Multiple video-coding standards are supported, including MPEG-2, MPEG-4
and WM9/VC-1.
Analysis performed by the IPTV tester include:
- ADSL connection and bit rate
- Network status
- Stream analysis
- IGMP packet statistics
- IPTV service errors
- Jitter levels
- QoS summary
Figure 1. Ethernet 10/100 Through mode.
Figure 2. Ethernet 10/100 Terminate Mode.
Figure 3. IPTV service analysis in Through mode: The AXS-200/625 bridges the DSL and Ethernet networks, while the STB is used as the end-point device.
Figure 4. IPTV service analysis in Terminate mode: The AXS-200/625 performs stand-alone indoor and outdoor testing (this is a typical test setup with a unit at the NID).
More on Core/Metro Network IPTV Testing
Powerful portable testing tools can measure the quality of the video traffic over the network. The portability of the solution allows technicians to quickly deploy at different points in the network to collect data and help isolate a network fault affecting the quality of the IPTV service.
Figure 5. Single-port IPTV test
The FTB-8510B Ethernet Test Module`s IPTV option, combined with the FTB-400 Universal Test System platform, is a prime example of such a solution, delivering high-performance measurement capabilities and over 35 different IPTV metrics and statistics. The key features provided with the IPTV software option include media delivery index (MDI), RFC 4445, TR 101 290 Priority 1 metrics in addition to program clock reference jitter, stream rate and bandwidth utilization on 100 simultaneous MPEG-2 or MPEG-4 streams.
Where to Measure
IPTV testing can be performed at multiple points in the network, where an electrical or optical Ethernet interface supporting rates from 10 Mbits/s to 1 Gbits/s is available; testing is typically conducted through a test port where the test set cannot affect the live traffic.

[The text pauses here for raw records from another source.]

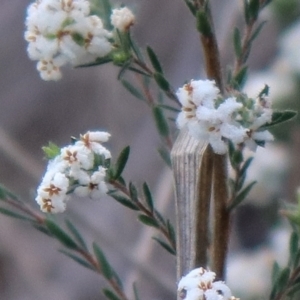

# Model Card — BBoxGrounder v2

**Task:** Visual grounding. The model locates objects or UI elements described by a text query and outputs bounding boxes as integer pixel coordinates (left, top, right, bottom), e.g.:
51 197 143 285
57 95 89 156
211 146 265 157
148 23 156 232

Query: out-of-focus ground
0 0 300 300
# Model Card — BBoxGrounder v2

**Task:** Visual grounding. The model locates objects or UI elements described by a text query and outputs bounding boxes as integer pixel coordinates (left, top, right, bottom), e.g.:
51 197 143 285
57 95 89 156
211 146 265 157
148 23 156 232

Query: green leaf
159 104 181 114
45 219 78 249
128 66 152 78
66 220 88 251
259 110 297 129
121 79 145 101
93 243 113 280
103 289 121 300
154 210 167 226
138 215 159 228
157 147 172 168
231 66 248 90
231 150 244 168
227 181 256 211
153 72 170 92
286 282 300 299
184 0 197 17
59 249 95 271
289 232 299 267
248 0 260 22
114 146 130 179
108 191 140 210
233 27 243 58
153 237 176 255
147 46 163 74
76 54 112 68
152 106 170 137
42 142 60 159
244 0 250 25
271 261 280 284
143 182 154 212
0 207 33 222
196 10 212 37
129 182 139 202
236 174 246 192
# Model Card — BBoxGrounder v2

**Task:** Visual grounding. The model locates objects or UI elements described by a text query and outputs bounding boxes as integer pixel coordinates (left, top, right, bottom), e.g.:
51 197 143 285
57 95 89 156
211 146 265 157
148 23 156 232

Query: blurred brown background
0 0 298 300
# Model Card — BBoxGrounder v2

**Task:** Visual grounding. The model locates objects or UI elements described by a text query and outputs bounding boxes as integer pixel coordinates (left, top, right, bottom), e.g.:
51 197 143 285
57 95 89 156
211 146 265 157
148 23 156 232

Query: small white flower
110 7 135 31
74 167 108 199
75 131 111 159
35 131 111 213
24 0 112 80
178 268 236 300
60 145 94 170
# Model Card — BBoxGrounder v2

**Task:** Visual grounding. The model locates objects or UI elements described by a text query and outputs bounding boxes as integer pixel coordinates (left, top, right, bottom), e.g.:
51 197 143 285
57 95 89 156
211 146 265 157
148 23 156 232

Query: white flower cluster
25 0 134 80
178 268 239 300
110 7 135 31
176 80 273 154
35 131 111 213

Figure 6. IPTV network testing locations
There are three points in the network that are critical to monitor for IPTV quality: national head-end, regional head-end and at the closest point to the customer (typically the input to the DSLAM). For a more detailed and consolidated view of the network status, IPTV streams should be monitored at every major routing point in the network. The more sample points you have in the network, the easier it will be to isolate network faults when they occur.
When to Measure
The IPTV network must also be tested upon introduction of new services, so as to characterize the network. In addition, it should be monitored constantly to limit unexpected service degradation. Figure 6 presents a typical test configuration where the FTB-8510B can be used to monitor a specific section of the IPTV network using a single-port test topology. Test connections can be established to monitor the IPTV streams at appropriate test points available from the core or access network devices (video streamers, routers, switches, etc.).
What to Measure
Test sets like the FTB-8510B module provide the capability to simultaneously monitor up to 10 unicast or multicast IP addresses to support IPTV monitoring (including basic VoD monitoring). The monitoring function includes the ability to report statistics on MDI and PCR jitter in addition to other key statistics such as IP packet metrics, stream rate and presence measurements, as well as bandwidth utilization, all of which are essential to correctly characterize an IPTV stream.
The support of MDI metrics makes the FTB-8510B a very useful tool for detecting and isolating network faults that are directly linked to video quality of service and ultimately the end users QoE. MDI measurements made through the video stream path can be used to help isolate error points in the network. For example, if there is a large increase in DF between two successive points, it may be an indication of congestion at a routing point that is causing excessive delay. This can also potentially cause packets to be dropped; therefore, the MLR metric will increase as well. Similarly, a spike in MLR values can indicate that a router is corrupting MPEG TS packets or receiving out-of-sequence packets due to latencies in the network.
MDI measurement guidelines that correspond to an acceptable QoE is highly dependent on the network architecture and on the amount of buffering in the set-top box. Typically, set-top box manufacturers try to limit the amount of buffering capability in order to reduce the cost of the unit.